It can be “more challenging than the disease” itself. For example, in October 2014, Dilip Kadam committed suicide as he awaited MDR-TB treatment at Mumbai’s Sewri Tuberculosis Hospital.
It was his second suicide attempt of the day. Just hours earlier, Dilip had slashed himself with a razor, which doctors then confiscated—not knowing he had a second one hidden.
Tragically, the hospital is no stranger to suicide attempts by MDR-TB patients, who struggle with a form of TB that does not respond to many drugs and can take years of treatment to cure.
In honor of World TB Day on March 24, Citizen News Service and The Union would like to focus this month’s briefing on the issue of drug resistance in the world’s struggle against TB.
World TB Day
World Tuberculosis (TB) Day marks the day in 1882 when Dr. Robert Koch announced that he had discovered TB bacillus, the agent that causes TB. Koch’s discovery paved the way for diagnosis and treatment of TB, which at that time caused one in seven deaths in Europe and the United States. One hundred years after Dr. Koch’s announcement,
The Union and the World Health Organisation (WHO) sponsored the first World TB Day to raise awareness about the daily disease.
World TB Day is now recognized every year by all United Nations member states, and this year’s theme is “Unite to End TB.” The purpose is to unite “individuals and communities in new ways to end the tuberculosis (TB) epidemic.”
Today, TB kills more people than any other infectious disease, surpassing HIV/AIDS in number of deaths in 2015. Although it is curable and preventable, TB took 1.5 million lives in 2014. 95% of those deaths took place in low- and middle-income countries, disproportionately affecting poorer regions of the globe.
While over 2 billion people have latent—or inactive—TB infections, in 2014 over 9 million people developed active TB disease, in which they suffered symptoms such as cough with sputum and blood, chest pains, weight loss, and fever, as well as were able to pass the disease on to others through the particles that emerge from their lungs into the air during a cough.

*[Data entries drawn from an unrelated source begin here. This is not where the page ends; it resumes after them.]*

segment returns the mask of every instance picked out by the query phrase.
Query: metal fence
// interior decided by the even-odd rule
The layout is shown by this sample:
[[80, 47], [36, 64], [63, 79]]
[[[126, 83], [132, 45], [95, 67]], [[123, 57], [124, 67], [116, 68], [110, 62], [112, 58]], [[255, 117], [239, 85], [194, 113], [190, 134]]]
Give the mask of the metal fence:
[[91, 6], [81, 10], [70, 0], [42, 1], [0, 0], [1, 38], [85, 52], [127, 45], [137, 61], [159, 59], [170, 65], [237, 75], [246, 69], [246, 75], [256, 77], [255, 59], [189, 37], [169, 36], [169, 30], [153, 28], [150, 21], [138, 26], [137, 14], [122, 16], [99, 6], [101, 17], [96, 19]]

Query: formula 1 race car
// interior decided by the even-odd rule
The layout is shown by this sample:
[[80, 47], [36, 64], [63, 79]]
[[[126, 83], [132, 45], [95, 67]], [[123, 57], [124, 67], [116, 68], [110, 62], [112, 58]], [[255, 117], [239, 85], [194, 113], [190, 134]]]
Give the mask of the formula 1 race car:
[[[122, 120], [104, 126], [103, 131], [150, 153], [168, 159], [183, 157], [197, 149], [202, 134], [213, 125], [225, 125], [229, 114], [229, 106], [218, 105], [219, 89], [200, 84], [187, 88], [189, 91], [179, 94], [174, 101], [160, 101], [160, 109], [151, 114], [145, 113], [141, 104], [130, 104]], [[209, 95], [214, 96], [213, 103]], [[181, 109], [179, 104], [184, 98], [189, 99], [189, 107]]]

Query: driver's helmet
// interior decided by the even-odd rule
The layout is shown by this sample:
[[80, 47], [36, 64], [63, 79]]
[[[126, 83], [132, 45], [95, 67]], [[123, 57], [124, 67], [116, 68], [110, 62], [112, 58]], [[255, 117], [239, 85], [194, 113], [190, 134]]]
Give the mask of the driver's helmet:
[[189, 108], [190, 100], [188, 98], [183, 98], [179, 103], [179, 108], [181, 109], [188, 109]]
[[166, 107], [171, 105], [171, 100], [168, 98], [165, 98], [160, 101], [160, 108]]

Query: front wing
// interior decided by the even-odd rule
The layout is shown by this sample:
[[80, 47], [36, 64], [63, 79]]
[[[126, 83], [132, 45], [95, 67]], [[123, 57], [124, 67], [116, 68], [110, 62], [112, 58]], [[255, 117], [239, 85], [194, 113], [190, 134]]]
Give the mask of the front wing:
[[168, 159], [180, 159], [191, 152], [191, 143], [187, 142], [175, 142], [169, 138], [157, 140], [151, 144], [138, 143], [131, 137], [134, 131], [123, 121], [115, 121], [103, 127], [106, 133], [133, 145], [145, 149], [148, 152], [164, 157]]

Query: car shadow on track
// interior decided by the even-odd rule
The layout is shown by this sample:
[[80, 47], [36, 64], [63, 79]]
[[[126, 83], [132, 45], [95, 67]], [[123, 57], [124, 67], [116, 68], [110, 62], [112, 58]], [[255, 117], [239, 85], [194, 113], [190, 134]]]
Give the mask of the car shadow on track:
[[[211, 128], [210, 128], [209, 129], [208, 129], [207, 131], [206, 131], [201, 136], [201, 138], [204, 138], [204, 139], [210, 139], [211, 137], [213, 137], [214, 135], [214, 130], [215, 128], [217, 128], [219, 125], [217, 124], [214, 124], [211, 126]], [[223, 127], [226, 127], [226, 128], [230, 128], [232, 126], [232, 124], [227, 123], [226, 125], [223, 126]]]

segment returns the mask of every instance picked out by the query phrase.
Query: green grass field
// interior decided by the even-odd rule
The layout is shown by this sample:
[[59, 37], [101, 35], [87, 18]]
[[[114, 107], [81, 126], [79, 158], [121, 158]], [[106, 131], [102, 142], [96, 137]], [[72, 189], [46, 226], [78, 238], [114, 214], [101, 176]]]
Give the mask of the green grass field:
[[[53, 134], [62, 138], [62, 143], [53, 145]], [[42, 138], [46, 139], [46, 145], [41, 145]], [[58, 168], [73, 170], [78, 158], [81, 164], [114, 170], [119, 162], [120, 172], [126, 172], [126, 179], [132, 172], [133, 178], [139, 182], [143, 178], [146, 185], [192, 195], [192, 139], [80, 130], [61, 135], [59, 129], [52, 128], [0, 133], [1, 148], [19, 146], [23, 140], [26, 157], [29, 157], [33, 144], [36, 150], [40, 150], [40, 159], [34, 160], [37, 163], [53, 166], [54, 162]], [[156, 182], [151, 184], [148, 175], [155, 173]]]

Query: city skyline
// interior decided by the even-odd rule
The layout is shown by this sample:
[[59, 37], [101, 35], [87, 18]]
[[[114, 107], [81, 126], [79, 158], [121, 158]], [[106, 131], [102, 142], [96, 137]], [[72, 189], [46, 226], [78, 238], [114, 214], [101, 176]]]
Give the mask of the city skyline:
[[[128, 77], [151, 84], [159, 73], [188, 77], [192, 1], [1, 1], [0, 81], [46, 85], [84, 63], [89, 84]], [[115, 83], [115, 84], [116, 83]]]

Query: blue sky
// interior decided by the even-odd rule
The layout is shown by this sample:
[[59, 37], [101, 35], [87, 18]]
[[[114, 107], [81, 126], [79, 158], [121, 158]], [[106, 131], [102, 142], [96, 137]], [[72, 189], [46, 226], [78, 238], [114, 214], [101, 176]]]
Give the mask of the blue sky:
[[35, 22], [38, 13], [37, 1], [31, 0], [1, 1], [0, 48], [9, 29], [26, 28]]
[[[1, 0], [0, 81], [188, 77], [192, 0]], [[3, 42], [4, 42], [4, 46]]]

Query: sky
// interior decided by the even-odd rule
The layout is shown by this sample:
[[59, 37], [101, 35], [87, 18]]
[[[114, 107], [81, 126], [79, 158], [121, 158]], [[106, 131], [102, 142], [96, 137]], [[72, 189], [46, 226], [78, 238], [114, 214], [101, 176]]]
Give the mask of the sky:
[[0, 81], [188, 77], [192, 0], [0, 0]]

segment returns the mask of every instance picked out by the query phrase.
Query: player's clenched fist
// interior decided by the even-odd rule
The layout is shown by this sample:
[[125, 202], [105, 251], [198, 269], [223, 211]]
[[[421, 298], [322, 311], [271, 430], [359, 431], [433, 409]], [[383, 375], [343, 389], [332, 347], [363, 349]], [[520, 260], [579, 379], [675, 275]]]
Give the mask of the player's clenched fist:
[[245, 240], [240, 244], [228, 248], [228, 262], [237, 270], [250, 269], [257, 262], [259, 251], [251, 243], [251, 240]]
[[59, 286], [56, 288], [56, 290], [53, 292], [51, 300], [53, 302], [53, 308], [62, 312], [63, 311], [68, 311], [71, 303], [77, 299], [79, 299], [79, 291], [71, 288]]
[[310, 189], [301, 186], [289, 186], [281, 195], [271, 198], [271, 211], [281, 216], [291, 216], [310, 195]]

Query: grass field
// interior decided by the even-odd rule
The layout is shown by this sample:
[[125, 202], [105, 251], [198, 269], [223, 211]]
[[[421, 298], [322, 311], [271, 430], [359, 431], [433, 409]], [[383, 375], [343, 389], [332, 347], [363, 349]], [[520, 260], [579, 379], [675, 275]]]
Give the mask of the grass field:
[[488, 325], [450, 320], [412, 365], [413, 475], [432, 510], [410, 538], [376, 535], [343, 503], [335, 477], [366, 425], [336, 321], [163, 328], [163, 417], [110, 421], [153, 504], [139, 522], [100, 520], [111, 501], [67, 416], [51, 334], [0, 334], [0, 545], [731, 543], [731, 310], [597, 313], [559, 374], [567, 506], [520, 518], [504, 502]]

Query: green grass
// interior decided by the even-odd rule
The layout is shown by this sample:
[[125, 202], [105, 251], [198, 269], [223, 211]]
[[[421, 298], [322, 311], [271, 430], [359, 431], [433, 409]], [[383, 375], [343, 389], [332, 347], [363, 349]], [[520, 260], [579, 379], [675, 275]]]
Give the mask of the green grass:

In 2014, about 480,000 people were estimated to have contracted MDR-TB—the majority of them in India, China, and Russia—and 190,000 people died from these drug-resistant strains. , An estimated 9.7% of these MDR-TB cases are extensively-drug resistant TB, which has been reported so far in 105 countries.
MDR-TB is any strain of TB that does not respond to isoniazid and rifampicin, two key anti-TB drugs used in standard or first-line treatment. More rigorous treatment can cure MDR-TB, but the stronger second-line drugs are more costly and less available than first-line drugs.
Patients often endure severe side effects (such as ototoxicity, psychiatric disorders, and gastrointestinal disturbance) from the potent drug combinations that make up second-line treatment. These side effects can remain even after the patient is cured of TB. Ototoxicity, for example, can lead to deafness that lasts the patient’s lifetime.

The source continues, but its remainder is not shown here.